Furthermore, to get more insights into the classification performance with and without loss weighting during training, i recommend looking at the confusion matrices on the validation/test sets when you train with and without weighting.

It depends on what you actual target is – that’s something you need to decide depending on the goal for which you train the model.

Lastly, a metric that might be helpful here would be the “average-per-class accuracy” – I’ve summarized it here: http://rasbt.github.io/mlxtend/user_guide/evaluate/scoring/


I’m not sure if e.g. early stopping should also be used with a weighted validation loss, so maybe

I’d say the concept of early stopping is not necessarily related to the class imbalanced problem. It can be used if you notice an increasing degree of overfitting (measured on the validation set) when you continue training, but this can happen with/without class imbalance. I don’t think there’s a direct relationship between these two issues.

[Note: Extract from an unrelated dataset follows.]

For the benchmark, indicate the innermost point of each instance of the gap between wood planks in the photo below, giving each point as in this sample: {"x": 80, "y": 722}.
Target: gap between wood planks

Thanks for the detailed info on validation part. The classification of model performance improved after applying the class weights during training.

My Train and Validation set comes from the exact same imbalanced class distribution. I am using weighted CrossEntropy loss function to calculate training loss. As it would be unfair to use weighted loss function for Validation, I interpret from above discussion, not to calculate validation loss and rely on Validation accuracy only. What criterion should I use for early stopping in this case? Or the plain CrossEntropy loss without weights can be reasonable for validation. Please let me know your suggestion. Thank you.